La première intervention, le 31 juillet, a mobilisé la Brigade territoriale de Sokone, appuyée par l’Escadron de Surveillance et d’Intervention et une équipe de drones. Trente-six migrants, regroupés dans la forêt de Bossinkang, attendaient un départ prévu pour la nuit suivante. La seconde, dans la nuit du 1er au 2 août, s’est déroulée sur le fleuve après qu’un renseignement eut signalé un embarquement dans le secteur de Fandiongue. Une pirogue de 18 mètres, dissimulée dans la mangrove, a été surprise et ses 137 occupants arrêtés, dont 104 Sénégalais ainsi que des Maliens, Gambiens et Guinéens. Les gendarmes ont saisi deux moteurs hors-bord et 4 760 litres de carburant, comme l’a rapporté Xibaaru.

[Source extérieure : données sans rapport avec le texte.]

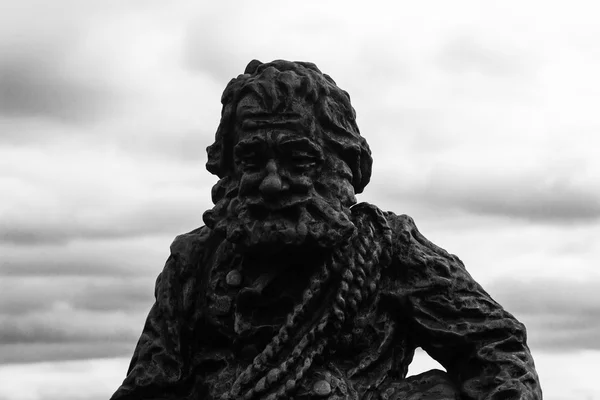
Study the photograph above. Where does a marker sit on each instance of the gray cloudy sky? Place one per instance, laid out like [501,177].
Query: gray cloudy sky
[482,118]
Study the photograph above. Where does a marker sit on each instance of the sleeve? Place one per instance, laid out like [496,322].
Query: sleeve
[482,346]
[159,368]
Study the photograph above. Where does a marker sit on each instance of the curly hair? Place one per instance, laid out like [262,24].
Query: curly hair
[277,84]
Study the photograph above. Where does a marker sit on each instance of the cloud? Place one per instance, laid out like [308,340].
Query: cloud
[25,294]
[122,258]
[34,87]
[93,379]
[560,315]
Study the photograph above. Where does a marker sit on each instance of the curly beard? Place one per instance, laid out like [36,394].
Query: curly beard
[315,221]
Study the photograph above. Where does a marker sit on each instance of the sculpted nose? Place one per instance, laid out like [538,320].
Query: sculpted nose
[271,184]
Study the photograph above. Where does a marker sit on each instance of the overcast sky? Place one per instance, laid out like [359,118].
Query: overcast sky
[482,118]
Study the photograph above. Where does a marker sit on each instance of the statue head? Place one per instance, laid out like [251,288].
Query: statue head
[289,156]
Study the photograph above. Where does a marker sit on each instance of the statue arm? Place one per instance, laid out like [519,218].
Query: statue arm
[159,368]
[482,347]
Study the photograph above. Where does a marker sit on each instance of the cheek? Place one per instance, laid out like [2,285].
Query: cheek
[249,183]
[301,184]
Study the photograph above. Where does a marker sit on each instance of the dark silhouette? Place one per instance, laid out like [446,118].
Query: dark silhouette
[292,290]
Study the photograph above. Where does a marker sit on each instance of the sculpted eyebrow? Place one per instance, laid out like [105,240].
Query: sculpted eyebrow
[248,145]
[301,144]
[255,123]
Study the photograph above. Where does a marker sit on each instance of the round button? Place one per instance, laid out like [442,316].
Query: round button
[322,388]
[234,278]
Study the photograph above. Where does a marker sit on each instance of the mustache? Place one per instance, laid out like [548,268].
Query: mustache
[293,220]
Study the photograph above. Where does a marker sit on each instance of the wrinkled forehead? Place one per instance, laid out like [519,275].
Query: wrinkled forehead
[297,116]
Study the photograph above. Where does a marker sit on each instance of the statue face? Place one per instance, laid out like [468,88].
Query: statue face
[276,159]
[286,189]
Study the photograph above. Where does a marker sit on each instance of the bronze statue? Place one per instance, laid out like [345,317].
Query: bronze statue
[294,291]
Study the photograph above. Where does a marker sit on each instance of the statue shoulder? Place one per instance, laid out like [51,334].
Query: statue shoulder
[412,248]
[192,242]
[189,251]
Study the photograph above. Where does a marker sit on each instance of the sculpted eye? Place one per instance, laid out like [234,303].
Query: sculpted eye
[252,161]
[303,161]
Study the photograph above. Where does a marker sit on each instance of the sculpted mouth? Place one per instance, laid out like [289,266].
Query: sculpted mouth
[276,206]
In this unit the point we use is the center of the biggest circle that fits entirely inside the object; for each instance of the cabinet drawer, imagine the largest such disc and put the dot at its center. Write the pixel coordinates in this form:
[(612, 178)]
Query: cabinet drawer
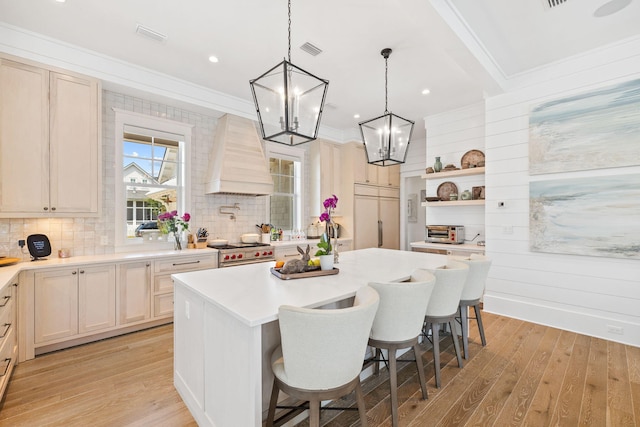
[(6, 299), (175, 265), (163, 284), (163, 305), (7, 359)]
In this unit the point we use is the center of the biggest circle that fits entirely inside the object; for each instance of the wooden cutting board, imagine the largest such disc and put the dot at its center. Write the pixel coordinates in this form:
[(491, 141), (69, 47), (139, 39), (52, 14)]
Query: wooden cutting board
[(8, 261)]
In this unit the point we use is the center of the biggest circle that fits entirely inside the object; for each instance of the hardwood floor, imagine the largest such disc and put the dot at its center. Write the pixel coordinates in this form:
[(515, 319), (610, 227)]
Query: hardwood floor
[(527, 375)]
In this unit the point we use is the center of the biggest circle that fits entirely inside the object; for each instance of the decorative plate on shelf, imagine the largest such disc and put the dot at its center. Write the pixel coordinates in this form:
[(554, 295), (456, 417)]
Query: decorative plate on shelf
[(445, 189), (472, 159)]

Ces arrestations rappellent l’ampleur du trafic dans le delta du Saloum. Six semaines plus tôt, 250 candidats au départ avaient été interceptés non loin de là, près de l’île de Bassoul, lors d’une opération menée dans les bolongs. La récurrence des tentatives illustre la pression persistante sur cette zone, où les réseaux de passeurs continuent d’organiser des traversées malgré la surveillance.
Pour la gendarmerie, l’enjeu est de s’adapter. L’usage de drones et de patrouilles fluviales montre une volonté de mieux couvrir ces points de passage discrets, souvent nichés dans la végétation dense. Les trois capitaines de la pirogue ont été neutralisés sans incident avant l’arrestation des passagers.